Bruce Lipton (www.brucelipton.com) is an interesting scholar, and his book, The Biology of Belief, is worth reading. He developed his perspective on genetics, biology, and human behavior from his studies of stem cells in the 1970s and 1980s. Stem cells are unspecialized cells that respond to environmental conditions to differentiate into specific, specialized cells like blood cells or muscle cells. Initially, undifferentiated stem cells are identical, but once these cells are exposed to different environments, they respond to environmental stimuli and develop specialized cellular processes and functions.
From his research on stem cells, Lipton recognized that cells share fractal (self-similar) properties with the human bodies that they build - a human body is composed of trillions of cells! Specifically, he realized that cell membranes are analogous to the human body's nervous system: both systems sense and then initiate responses to environmental stimuli. A cell's membrane features receptor and effector proteins. Receptor proteins sense the environment, and effector proteins initiate cellular responses. These cellular responses allow cells to respond appropriately to current environmental conditions; incorrect responses can lead to cell death. Similarly, our nervous systems sense - via interfaces in our ears, noses, throats, and eyes - environmental stimuli, such as light, sound, and heat. In response, our nervous systems compel us to act in manners appropriate to our environments.
From this foundation, Lipton developed his views on health and disease states in humans. In his research, Lipton found that when he removed receptor and effector proteins from cells' membranes, these cells could not function properly because they could not perceive their environments. Drawing on the fractal, self-similar nature of cells and human bodies, he applied this fact about cellular membranes to human disease processes and concluded that environmental stimuli - stress, love, relationships, abuse, living conditions, nutrition, smog, access, etc. - contribute mightily to people's health - he takes a holistic view of health and well-being.

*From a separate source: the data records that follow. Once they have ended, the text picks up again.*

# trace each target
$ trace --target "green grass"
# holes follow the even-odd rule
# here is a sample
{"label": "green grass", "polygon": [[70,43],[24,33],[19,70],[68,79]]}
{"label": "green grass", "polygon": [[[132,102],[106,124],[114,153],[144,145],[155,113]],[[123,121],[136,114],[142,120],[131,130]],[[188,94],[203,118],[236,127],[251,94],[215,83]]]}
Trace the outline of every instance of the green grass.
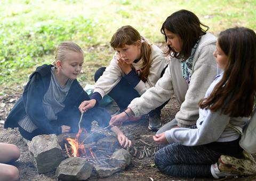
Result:
{"label": "green grass", "polygon": [[61,41],[74,41],[85,51],[78,80],[93,75],[113,54],[108,42],[117,29],[131,25],[151,42],[162,42],[160,28],[180,9],[194,12],[218,35],[225,29],[256,30],[256,2],[250,1],[15,0],[0,1],[0,83],[23,83],[37,66],[52,62]]}

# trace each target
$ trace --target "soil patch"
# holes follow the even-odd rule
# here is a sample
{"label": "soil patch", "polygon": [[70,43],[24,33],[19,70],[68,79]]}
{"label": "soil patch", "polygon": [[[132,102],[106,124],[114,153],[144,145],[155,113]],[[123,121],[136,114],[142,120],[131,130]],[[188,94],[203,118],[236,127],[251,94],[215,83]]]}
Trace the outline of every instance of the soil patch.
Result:
{"label": "soil patch", "polygon": [[[23,142],[17,128],[4,129],[3,122],[7,116],[15,102],[21,95],[22,88],[20,86],[15,86],[14,88],[4,89],[4,93],[0,96],[0,141],[17,145],[20,149],[21,154],[19,160],[14,164],[20,171],[20,180],[57,180],[55,173],[38,175],[34,167],[32,158],[29,156],[28,147]],[[175,113],[179,110],[180,106],[176,101],[175,97],[172,97],[169,104],[162,109],[162,116],[164,123],[172,120]],[[108,107],[110,112],[117,109],[115,104]],[[152,136],[155,132],[148,129],[148,121],[147,117],[137,123],[130,123],[123,125],[121,130],[125,135],[132,140],[133,145],[131,148],[133,153],[134,146],[143,148],[146,146],[150,148],[140,140],[151,144],[154,148],[157,145],[154,143]],[[107,133],[107,134],[111,134]],[[151,150],[151,151],[153,149]],[[243,177],[238,178],[226,178],[223,179],[229,180],[256,180],[255,176]],[[106,178],[90,178],[89,180],[213,180],[209,178],[173,178],[163,174],[159,171],[154,162],[154,157],[145,157],[143,159],[132,157],[132,163],[124,171],[114,174]]]}

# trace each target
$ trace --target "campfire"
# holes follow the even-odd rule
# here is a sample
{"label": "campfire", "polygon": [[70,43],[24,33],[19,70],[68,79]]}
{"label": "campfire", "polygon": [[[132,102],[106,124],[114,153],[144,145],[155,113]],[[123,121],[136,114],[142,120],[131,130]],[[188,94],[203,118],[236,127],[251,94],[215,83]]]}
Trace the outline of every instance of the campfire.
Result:
{"label": "campfire", "polygon": [[61,180],[107,177],[131,163],[130,152],[122,149],[116,136],[97,130],[88,134],[65,133],[35,136],[28,144],[38,174],[55,170]]}
{"label": "campfire", "polygon": [[[85,133],[85,139],[81,142],[79,136],[83,132]],[[82,128],[79,130],[75,139],[66,138],[66,143],[64,143],[66,153],[68,157],[83,158],[93,164],[108,164],[107,161],[113,153],[111,150],[108,148],[95,145],[95,142],[84,144],[91,135],[92,134],[88,135],[86,131]]]}

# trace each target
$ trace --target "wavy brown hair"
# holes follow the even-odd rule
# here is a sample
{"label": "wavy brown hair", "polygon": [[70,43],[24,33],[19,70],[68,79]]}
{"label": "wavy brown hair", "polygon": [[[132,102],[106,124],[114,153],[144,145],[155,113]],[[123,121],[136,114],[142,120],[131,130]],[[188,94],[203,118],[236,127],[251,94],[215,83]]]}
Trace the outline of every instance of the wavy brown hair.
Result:
{"label": "wavy brown hair", "polygon": [[221,32],[219,46],[228,56],[223,77],[208,98],[199,102],[201,108],[230,117],[249,116],[256,95],[256,35],[246,28]]}
{"label": "wavy brown hair", "polygon": [[[137,45],[138,40],[141,41],[141,39],[144,40],[144,38],[136,29],[131,26],[126,25],[117,30],[113,36],[110,44],[115,49],[117,48],[123,48],[125,45]],[[152,59],[150,59],[151,53],[151,45],[147,41],[143,41],[141,44],[141,58],[143,63],[139,77],[143,82],[147,81],[149,74],[149,68],[152,62]]]}
{"label": "wavy brown hair", "polygon": [[179,35],[183,42],[183,47],[180,52],[175,51],[173,48],[167,45],[168,48],[164,54],[166,56],[170,55],[177,58],[182,58],[185,61],[189,57],[192,48],[196,41],[201,36],[206,34],[209,27],[201,23],[193,12],[181,10],[168,16],[163,23],[161,31],[165,36],[165,42],[167,42],[167,36],[164,29]]}

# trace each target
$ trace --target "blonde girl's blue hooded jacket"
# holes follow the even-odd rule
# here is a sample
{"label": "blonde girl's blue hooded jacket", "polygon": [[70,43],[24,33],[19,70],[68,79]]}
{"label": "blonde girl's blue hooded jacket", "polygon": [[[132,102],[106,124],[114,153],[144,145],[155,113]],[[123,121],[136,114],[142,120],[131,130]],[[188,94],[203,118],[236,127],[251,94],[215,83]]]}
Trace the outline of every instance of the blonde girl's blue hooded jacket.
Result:
{"label": "blonde girl's blue hooded jacket", "polygon": [[[81,116],[78,106],[82,101],[90,98],[76,80],[74,80],[63,101],[65,107],[57,115],[58,119],[49,120],[45,116],[42,101],[49,87],[52,66],[52,65],[44,64],[38,67],[30,76],[22,97],[5,121],[4,128],[18,127],[18,122],[28,115],[33,123],[46,134],[61,133],[60,126],[63,121],[70,123],[71,131],[78,131],[78,122]],[[110,115],[105,109],[95,107],[84,114],[83,126],[90,131],[93,120],[97,120],[101,126],[107,126],[110,118]]]}

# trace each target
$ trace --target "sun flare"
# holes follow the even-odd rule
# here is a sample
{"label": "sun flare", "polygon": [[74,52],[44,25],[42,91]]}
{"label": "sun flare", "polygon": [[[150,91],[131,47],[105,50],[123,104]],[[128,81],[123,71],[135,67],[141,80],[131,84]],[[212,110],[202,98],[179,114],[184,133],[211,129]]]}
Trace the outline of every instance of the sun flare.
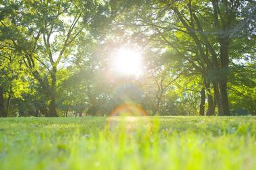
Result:
{"label": "sun flare", "polygon": [[142,73],[141,54],[129,48],[121,48],[115,54],[113,69],[125,75],[139,76]]}

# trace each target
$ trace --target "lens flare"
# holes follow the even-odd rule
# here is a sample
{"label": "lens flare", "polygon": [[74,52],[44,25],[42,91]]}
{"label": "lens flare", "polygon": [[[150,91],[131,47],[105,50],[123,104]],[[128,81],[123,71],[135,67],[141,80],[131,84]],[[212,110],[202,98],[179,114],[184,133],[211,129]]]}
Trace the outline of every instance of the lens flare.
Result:
{"label": "lens flare", "polygon": [[114,70],[122,75],[138,77],[142,73],[141,54],[132,49],[122,48],[117,50],[113,64]]}
{"label": "lens flare", "polygon": [[110,132],[124,130],[127,133],[139,132],[143,136],[151,133],[151,121],[147,112],[139,105],[124,103],[115,109],[108,118],[107,128]]}

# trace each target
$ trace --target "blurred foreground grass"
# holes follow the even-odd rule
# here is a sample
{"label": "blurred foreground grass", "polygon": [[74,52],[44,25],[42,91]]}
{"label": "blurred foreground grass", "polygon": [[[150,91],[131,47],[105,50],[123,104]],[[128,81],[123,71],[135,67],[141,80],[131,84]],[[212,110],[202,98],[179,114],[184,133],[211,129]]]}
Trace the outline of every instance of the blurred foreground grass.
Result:
{"label": "blurred foreground grass", "polygon": [[256,118],[1,118],[0,169],[256,169]]}

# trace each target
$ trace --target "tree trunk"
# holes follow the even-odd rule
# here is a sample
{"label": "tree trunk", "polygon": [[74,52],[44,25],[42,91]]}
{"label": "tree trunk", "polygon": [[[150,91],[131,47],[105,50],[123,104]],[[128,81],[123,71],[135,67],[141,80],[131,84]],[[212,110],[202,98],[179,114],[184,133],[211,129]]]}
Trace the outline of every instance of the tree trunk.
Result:
{"label": "tree trunk", "polygon": [[3,87],[0,86],[0,117],[7,117],[7,112],[5,111],[3,100]]}
{"label": "tree trunk", "polygon": [[8,98],[7,98],[7,101],[6,102],[5,112],[6,112],[6,114],[7,115],[8,114],[9,108],[9,106],[11,105],[11,93],[12,93],[12,85],[11,85],[11,83],[10,88],[9,88],[9,95],[8,95]]}
{"label": "tree trunk", "polygon": [[51,84],[51,94],[50,97],[50,105],[49,105],[49,113],[47,115],[48,117],[57,117],[58,115],[57,114],[56,110],[56,104],[55,104],[55,86],[56,86],[56,72],[57,68],[56,67],[53,67],[52,73],[51,73],[51,79],[52,79],[52,84]]}
{"label": "tree trunk", "polygon": [[218,106],[218,112],[219,115],[223,115],[223,107],[222,103],[220,98],[219,86],[216,82],[214,82],[214,100],[216,102]]}
{"label": "tree trunk", "polygon": [[204,116],[204,110],[205,110],[205,91],[204,87],[202,87],[200,93],[201,93],[201,103],[200,103],[199,115]]}
{"label": "tree trunk", "polygon": [[228,38],[220,38],[220,44],[222,73],[222,77],[220,81],[220,90],[222,104],[223,107],[223,113],[221,116],[230,116],[227,93],[227,81],[228,71]]}
{"label": "tree trunk", "polygon": [[214,99],[211,93],[210,83],[205,79],[203,83],[206,87],[207,99],[208,101],[208,108],[207,109],[206,116],[213,116],[214,115],[215,107],[214,105]]}

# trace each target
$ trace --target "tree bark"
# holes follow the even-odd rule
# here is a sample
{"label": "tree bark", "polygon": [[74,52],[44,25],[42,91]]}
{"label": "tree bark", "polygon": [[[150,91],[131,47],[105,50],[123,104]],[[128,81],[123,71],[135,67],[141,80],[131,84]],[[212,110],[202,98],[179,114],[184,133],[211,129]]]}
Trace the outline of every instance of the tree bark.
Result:
{"label": "tree bark", "polygon": [[219,85],[218,83],[214,81],[214,101],[218,106],[218,115],[223,115],[223,107],[222,103],[220,98],[220,91],[219,91]]}
{"label": "tree bark", "polygon": [[53,70],[51,73],[51,79],[52,79],[52,84],[51,84],[51,94],[50,94],[51,97],[50,97],[50,105],[49,105],[49,113],[47,115],[48,117],[57,117],[58,116],[57,114],[56,104],[55,104],[56,72],[57,72],[56,67],[53,67]]}
{"label": "tree bark", "polygon": [[5,111],[3,100],[3,87],[0,86],[0,117],[7,117],[7,112]]}
{"label": "tree bark", "polygon": [[220,90],[223,107],[221,116],[230,116],[227,93],[228,69],[228,38],[220,38],[221,80]]}
{"label": "tree bark", "polygon": [[209,82],[205,80],[204,85],[206,87],[207,99],[208,101],[208,108],[207,109],[206,116],[213,116],[214,115],[215,106],[211,93],[210,84]]}
{"label": "tree bark", "polygon": [[205,110],[205,91],[204,87],[202,87],[200,93],[201,93],[201,102],[200,102],[199,115],[204,116],[204,110]]}

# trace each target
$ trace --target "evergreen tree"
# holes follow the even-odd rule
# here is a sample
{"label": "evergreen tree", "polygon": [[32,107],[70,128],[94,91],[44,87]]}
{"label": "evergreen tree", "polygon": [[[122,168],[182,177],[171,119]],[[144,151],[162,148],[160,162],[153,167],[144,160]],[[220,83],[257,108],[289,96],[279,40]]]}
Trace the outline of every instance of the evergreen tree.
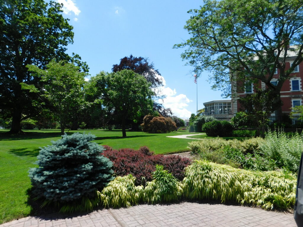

From this platform, Lipton wrote The Biology of Belief to communicate the powers that our perceptions of our environments play in determining our health states. For example, Lipton encourages medicine to leverage the placebo effect because it has been shown, time and time again, to improve people's health without the side effects or adverse outcomes of drugs or surgeries. Obviously, the placebo effect cannot cure everything and has limited applications, but it shows that how our minds perceive our environments - our beliefs about ourselves and our relations to our world - have profound effects on our behaviors and well-beings.
As he develops his ecology, Lipton constantly engages epigenetics - changes in gene function without changes in DNA sequence (i.e. a cell changes how it responds to environmental stimuli by activating its DNA differently; the cell plays a different song with the same set of guitar strings). His discussion of biology, genetics, and human behavior provides all readers with an accessible scientific development of the case that we have the abilities to consciously change our behaviors and health states by shifting how we respond to our environments. In the public health domain, healthcare leaders could apply Lipton's message by emphasizing the importance that environments play in determining people's health states - young children need supportive learning environments to develop their cognitive capacities, for example.
In the end, Lipton shares with his readers the empowering insight that we, as humans endowed by evolution with brains capable of consciousness, are capable of overcoming many of our genetic predispositions through epigenetic mechanisms that we initiate when we reorient our beliefs about and perceptions of our world (Richard Dawkins has made this same argument for many years; see The Selfish Gene). In the context of the paradox of searching versus acting, Lipton's thesis teaches us that our searches can help us act more effectively by improving our responses to environmental stimuli (coping with stress, for instance) - hence the logic (and rigorous science) behind embracing holistic health ecologies.
If these concepts and ideas interest you, engage your central nervous system and entertain yourself with The Biology of Belief - hopefully, it will have, at a minimum, a placebo effect on how you think about your mind, body, and spirit.